Instructions on IE DIC Cluster

We have set up the IE DIC (Data-Intensive Cluster) account for you. For students who cannot setup the single node Hadoop cluster in HW#0, please contact the TAs. You can either choose to set up a single node hadoop cluster with TAs’ help or you can use the IE DIC Cluster account to run MapReduce programs.

By now, Hadoop is installed in the IE DIC Cluster and you can login the cluster to submit jobs via the following command:

ssh s[your student_id]@dicvmd10.ie.cuhk.edu.hk

where student_id is your student ID number. You can find the password on the My Grades page of the elearning system.

Note that this machine can only be accessed within IE network. You can follow the instruction document, which is placed in the elearning system under the Course Contents directory, to setup IE VPN using your IE account.

For those who are from other departments and would like to use the DIC cluster, please contact TAs to get a temporary IE account.

Please note that IE DIC can only be used for your homework. Any user that is found to use it for other purposes will be removed from the system immediately and be punished. To better allocate resources, a program/ job will be terminated without notification if it consumes more than 25GB RAM.

The overview of the DIC cluster is provided below.

Cluster Overview:

  • 10 nodes,
  • Memory: 256 GB * 10
  • Virtual CPU Cores: 32 * 10
  • Disk: 10 TB
  • Resource management platform: YARN
  • Installed applications: MapReduce

Cluster login:

  • Login the​ clu​ster via: ssh s[your student_id]@dicvmd10.ie.cuhk.edu.hk
  • The cluster can only be accessed within the IE network. You can follow the instruction document to set up your IE VPN.

Find the logs of applications:

Some Useful URLs and Paths for completing HW#1 on IE DIC

  • YARN Resource Manager WebUI: http://dicvmd1.ie.cuhk.edu.hk:8088 View overall information for each (both ongoing and history) job

  • YARN Job History Service: http://dicvmd2.ie.cuhk.edu.hk:19888 View detailed information (incl.
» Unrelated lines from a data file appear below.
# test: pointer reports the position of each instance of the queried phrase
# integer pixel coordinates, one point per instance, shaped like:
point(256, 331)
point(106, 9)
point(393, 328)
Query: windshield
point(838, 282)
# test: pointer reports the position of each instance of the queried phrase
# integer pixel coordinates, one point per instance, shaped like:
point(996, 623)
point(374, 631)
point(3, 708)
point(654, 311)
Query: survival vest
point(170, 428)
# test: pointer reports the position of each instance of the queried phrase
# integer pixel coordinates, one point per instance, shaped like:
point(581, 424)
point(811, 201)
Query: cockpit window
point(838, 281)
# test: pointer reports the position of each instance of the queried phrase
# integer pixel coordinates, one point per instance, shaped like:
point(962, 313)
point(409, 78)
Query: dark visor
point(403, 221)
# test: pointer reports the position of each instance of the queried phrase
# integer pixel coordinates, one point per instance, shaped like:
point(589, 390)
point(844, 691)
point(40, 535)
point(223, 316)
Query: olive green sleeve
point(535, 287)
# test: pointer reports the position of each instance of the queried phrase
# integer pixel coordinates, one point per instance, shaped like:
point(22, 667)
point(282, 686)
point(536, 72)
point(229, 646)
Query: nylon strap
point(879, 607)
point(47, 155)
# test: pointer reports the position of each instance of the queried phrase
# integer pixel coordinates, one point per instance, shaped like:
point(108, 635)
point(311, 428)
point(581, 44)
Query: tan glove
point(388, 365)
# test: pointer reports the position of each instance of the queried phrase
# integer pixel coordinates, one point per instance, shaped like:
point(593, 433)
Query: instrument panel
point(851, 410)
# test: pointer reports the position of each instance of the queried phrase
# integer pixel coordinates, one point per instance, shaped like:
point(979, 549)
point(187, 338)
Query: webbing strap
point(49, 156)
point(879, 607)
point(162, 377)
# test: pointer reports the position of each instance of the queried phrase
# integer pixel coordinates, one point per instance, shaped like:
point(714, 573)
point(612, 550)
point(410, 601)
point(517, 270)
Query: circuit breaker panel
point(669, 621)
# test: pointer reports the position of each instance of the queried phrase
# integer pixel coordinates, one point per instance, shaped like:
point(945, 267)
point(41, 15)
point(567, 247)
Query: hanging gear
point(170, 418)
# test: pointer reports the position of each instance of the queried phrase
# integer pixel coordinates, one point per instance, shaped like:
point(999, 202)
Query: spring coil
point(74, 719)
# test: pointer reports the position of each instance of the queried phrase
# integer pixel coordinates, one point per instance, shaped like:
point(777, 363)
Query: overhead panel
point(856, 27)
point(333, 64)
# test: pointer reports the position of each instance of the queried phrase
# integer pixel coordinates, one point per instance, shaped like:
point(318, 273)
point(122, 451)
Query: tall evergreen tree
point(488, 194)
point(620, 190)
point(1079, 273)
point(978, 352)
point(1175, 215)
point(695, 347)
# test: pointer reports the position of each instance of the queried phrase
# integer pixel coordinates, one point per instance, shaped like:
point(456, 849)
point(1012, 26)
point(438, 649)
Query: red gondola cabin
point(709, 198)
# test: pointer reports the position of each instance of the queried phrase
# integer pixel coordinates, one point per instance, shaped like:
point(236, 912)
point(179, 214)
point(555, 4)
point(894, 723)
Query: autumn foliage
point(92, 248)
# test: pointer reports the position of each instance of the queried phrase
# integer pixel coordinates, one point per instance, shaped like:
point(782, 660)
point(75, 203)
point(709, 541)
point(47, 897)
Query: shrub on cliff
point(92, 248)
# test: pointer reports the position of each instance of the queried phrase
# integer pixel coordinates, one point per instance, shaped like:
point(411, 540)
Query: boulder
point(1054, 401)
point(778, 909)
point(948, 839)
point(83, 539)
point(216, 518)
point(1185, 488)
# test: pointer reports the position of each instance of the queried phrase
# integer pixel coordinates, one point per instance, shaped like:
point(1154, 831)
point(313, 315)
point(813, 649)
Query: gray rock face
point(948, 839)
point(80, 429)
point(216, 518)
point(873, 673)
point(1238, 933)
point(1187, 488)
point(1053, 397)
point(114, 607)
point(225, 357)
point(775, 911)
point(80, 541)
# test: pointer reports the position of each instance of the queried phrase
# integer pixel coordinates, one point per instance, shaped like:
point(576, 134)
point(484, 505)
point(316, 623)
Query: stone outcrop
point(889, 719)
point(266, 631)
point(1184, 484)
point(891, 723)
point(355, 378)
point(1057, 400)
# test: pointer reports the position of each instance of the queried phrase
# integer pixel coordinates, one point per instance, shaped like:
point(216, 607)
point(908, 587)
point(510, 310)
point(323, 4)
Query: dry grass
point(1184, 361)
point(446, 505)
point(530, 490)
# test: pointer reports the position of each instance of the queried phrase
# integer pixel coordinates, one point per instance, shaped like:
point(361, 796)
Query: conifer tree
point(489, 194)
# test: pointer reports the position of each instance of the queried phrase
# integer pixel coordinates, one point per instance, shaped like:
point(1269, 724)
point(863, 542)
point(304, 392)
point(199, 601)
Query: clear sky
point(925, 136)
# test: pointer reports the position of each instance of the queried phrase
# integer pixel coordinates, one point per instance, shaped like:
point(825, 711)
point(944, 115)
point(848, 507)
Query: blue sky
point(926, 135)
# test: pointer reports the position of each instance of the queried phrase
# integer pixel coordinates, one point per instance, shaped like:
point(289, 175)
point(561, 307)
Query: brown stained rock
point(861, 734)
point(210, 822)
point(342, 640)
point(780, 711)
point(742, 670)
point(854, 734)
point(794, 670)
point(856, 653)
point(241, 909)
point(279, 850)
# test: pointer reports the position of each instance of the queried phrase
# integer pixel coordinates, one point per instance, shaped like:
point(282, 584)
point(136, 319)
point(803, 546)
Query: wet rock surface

Program stderr & Hadoop System logs) for each history job and mapper/reducer task

  • SSH Connection/ SFTP File Transfer:

    • Username is s+SID, e.g. s1155123456

    • Password is posted on CUHK Blackboard

    • Server Address is dicvmd10.ie.cuhk.edu.hk

  • Hadoop Streaming Jar: located at /usr/hdp/2.6.5.0-292/hadoop-mapreduce/hadoop-streaming.jar

Run with Resource Limits

  • If you are taking up more than 200GB in HDFS (entire amount of data generated by all task(a)~(e)), very likely your algorithm needs optimization, or you are outputting redundant/unnecessary data to HDFS. If your files/folders on HDFS are too big, do not bother copying it to Linux file system.

    PLEASE DELETE YOUR DATA from HDFS if it’s taking too much space once you have finished saving the final output. To check it out, you can view the total size of a folder in HDFS with hdfs dfs -du -s -h <folder path>, and view the size of files with hdfs dfs -ls -h <file/folder path>. If you take up too much disk space such that the normal functioning of DIC is affected, we reserve the right to delete your files on HDFS without asking (and will inform you after the deletion).

  • For HW1 Q1 task (b) and (e), set the number of mapper and reducer tasks in data-intensive MapReduce Jobs to at least 10. You may customize that according to your needs. In Hadoop Streaming, this can be set by specifying -D mapred.map.tasks=xxx and -D mapred.reduce.tasks=xxx.

  • Specify -D mapreduce.map.output.compress=true to enable compression of intermediate results generated by mappers, so as to avoid taking up too much disk space.

  • Do not submit too many jobs at a time such that the DIC resources exceed the pre-defined limit for a user. If you do so, your outstanding job will wait for the previous job(s) to finish, appearing to be stuck.

    You can check all uncompleted jobs submitted by yourself with the command hadoop job -list|grep s1155xxxxxx, where s1155xxxxxx is your student ID.

    To kill unwanted jobs, try hadoop job -kill <job id>.